Lors de l'élection présidentielle de 2007, Nicolas Sarkozy avait soulevé une tempête en déclarant dans une entrevue inusitée avec le philosophe Michel Onfray que la pédophilie était largement déterminée par les gènes.

Pas étonnant, dans les circonstances, que l'idée de se prêter à un interrogatoire philosophique soit vue par certains des principaux candidats de la campagne en cours comme un exercice périlleux.

Ces réserves n'ont pas empêché François Gauvin, philosophe et journaliste québécois établi de longue date à Paris, de solliciter l'ensemble des politiciens engagés dans la course pour recueillir leur point de vue sur des questions fondamentales traitant du bien et du mal, de la religion ou encore de la nature du pouvoir.

Le résultat de ses efforts est résumé dans un livre de quelques centaines de pages intitulé Bayrou, Hollande, Joly, Le Pen, Mélenchon, Sarkozy... Leur philosophie, qui sera bientôt offert au Québec.

L'auteur, qui se targue d'être le premier à avoir mené un tel exercice avec les candidats d'une élection, affirme avoir voulu établir par des questions «que tout le monde peut se poser» les convictions philosophiques des politiciens interrogés.

«Je leur ai dit qu'ils ne devaient pas me parler de leur programme ou des autres candidats», explique M. Gauvin.

«Ce qui était extraordinaire, c'était de constater que les candidats étaient capables de répondre du tac au tac à toutes les questions de manière structurée», indique le Québécois, qui doute qu'un tel exercice donnerait des résultats aussi probants en sol nord-américain.

La valorisation de la philosophie et de la culture en France n'est pas étrangère au phénomène, relate M. Gauvin, qui a été particulièrement marqué par la qualité des réponses de certains candidats des formations plus marginales.

Le chef du Front de gauche, Jean-Luc Mélenchon, générait un feu roulant d'idées de haute voltige, relate-t-il. «Je me suis retrouvé dans une position d'élève à l'écouter», dit l'auteur.

Philippe Poutou, du Nouveau parti anticapitaliste, a surpris l'auteur en fustigeant une forme d'idéologie de la «sélection sociale naturelle» dans une intervention lui rappelant les théories du sociologue Pierre Bourdieu. «Il faisait du Bourdieu sans le savoir», dit M. Guérin.

Le Pen et l'héritage chrétien

La chef du Front national, Marine Le Pen, l'a étonné, dans un autre registre, en présentant les «frontières» et les «nations» comme des structures «naturelles». La politicienne, souvent taxée d'islamophobie, a aussi mis en opposition la liberté de l'individu issue de «l'héritage chrétien» à «l'expression la plus radicale de l'islam» qui nierait, selon elle, l'individu en le plaçant derrière la communauté.

«De manière générale, je n'intervenais pas sur les réponses.
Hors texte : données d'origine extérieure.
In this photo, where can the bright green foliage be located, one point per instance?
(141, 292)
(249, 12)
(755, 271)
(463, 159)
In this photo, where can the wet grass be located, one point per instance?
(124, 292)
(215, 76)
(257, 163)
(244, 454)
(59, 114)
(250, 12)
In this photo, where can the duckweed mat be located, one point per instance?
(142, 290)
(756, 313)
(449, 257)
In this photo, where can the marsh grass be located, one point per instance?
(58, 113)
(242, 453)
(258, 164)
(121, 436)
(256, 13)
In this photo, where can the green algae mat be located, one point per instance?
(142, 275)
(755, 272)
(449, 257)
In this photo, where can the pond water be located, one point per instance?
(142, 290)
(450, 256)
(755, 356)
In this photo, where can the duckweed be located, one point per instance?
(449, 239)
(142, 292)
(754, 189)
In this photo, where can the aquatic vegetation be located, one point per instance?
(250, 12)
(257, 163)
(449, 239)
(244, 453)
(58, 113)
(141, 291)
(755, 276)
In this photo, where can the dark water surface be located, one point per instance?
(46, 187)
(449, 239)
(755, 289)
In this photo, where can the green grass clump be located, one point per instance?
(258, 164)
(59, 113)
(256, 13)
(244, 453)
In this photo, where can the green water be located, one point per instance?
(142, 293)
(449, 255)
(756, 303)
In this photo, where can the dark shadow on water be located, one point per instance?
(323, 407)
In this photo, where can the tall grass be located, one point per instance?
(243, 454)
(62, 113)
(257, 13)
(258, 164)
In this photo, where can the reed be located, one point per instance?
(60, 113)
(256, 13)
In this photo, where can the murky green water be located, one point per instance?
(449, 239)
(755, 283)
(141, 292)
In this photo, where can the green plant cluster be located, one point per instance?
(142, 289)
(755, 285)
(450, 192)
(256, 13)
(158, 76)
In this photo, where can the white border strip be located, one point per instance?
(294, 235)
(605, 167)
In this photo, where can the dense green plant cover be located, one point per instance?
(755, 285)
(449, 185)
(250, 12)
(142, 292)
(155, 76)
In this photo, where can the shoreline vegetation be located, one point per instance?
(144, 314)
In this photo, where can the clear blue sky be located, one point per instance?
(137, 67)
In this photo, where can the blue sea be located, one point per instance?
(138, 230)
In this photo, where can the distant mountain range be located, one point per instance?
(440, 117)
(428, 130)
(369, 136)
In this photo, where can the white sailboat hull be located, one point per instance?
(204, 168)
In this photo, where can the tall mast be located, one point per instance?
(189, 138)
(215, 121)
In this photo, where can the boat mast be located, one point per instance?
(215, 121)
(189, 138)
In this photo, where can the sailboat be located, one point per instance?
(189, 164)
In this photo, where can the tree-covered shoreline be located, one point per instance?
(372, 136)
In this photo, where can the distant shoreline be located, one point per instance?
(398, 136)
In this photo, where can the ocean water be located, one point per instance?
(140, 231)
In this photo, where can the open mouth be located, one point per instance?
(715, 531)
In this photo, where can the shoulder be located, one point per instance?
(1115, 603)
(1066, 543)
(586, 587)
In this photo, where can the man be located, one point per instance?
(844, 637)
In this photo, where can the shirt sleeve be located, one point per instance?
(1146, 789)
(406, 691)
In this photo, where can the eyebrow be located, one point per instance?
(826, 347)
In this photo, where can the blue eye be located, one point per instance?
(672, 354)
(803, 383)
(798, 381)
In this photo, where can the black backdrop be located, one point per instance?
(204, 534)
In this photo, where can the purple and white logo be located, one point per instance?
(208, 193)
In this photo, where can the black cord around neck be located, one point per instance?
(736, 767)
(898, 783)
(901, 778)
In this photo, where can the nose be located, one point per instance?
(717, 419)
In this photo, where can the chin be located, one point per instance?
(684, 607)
J'affichais une neutralité bienveillante. Un peu comme Socrate», explique l'auteur, qui a dû beaucoup insister pour convaincre François Hollande de prendre part à l'exercice.

Le candidat socialiste, qui a accepté de répondre par écrit à une dizaine de questions, se réclame d'Albert Camus pour résister à «l'absurdité du monde» et fustige «l'avidité» au coeur de la crise financière.

Nicolas Sarkozy n'a pas accepté de participer, ce qui a forcé M. Gauvin à conclure l'ouvrage par un dialogue imaginaire qui évoque notamment l'épisode de l'entrevue avec Michel Onfray en 2007.

Selon M. Gauvin, l'équipe du président a refusé l'invitation simplement parce qu'il n'était pas encore officiellement candidat, non par peur.

«Sinon, il aurait accepté. C'est un coq qui ne recule pas devant les défis», relève l'auteur, qui se félicite d'avoir replacé la réflexion philosophique au coeur du processus électoral.

FRANÇOIS HOLLANDE

Le candidat socialiste affirme ne pas croire que l'exercice du pouvoir tend à éloigner les élus des problèmes que vivent les gens ordinaires. Il dit garder les fenêtres «grandes ouvertes» sur le pays et plaide pour la fin de «l'inertie» devant le néolibéralisme de manière à contrer la montée de la précarité. La conscience que l'homme est «le fruit» de la nature l'oblige à rompre avec la «société du gaspillage», relève le candidat, qui ne croit pas cette démarche incompatible avec la croissance. Il dit vouloir redresser l'économie de la France pour permettre aux chômeurs de renouer avec le travail, «un moyen d'épanouissement et d'accomplissement personnel», et relève, enfin, que l'homme a «éminemment besoin» de se dépasser.

MARINE LE PEN

La dirigeante du Front national souhaite que le pouvoir soit rendu au «peuple» et fustige les élites qui cherchent à le représenter comme étant «ringard, recroquevillé, peureux, raciste». Elle s'en prend au «totalitarisme mondialiste» qui voudrait réduire l'homme à une sorte «d'homo oecomonicus individualiste qui se résume à ses qualités de producteur et de consommateur». La politicienne s'attaque à un mouvement prétendu de «déresponsabilisation» et «d'infantilisation» qui pousse la population à tenir «l'autre» responsable de ses ennuis. Elle avance par ailleurs que toutes les discriminations ne sont pas injustes et évoque, à titre d'exemple, le fait de réserver des «droits supplémentaires à des nationaux dans leur pays par rapport à des étrangers».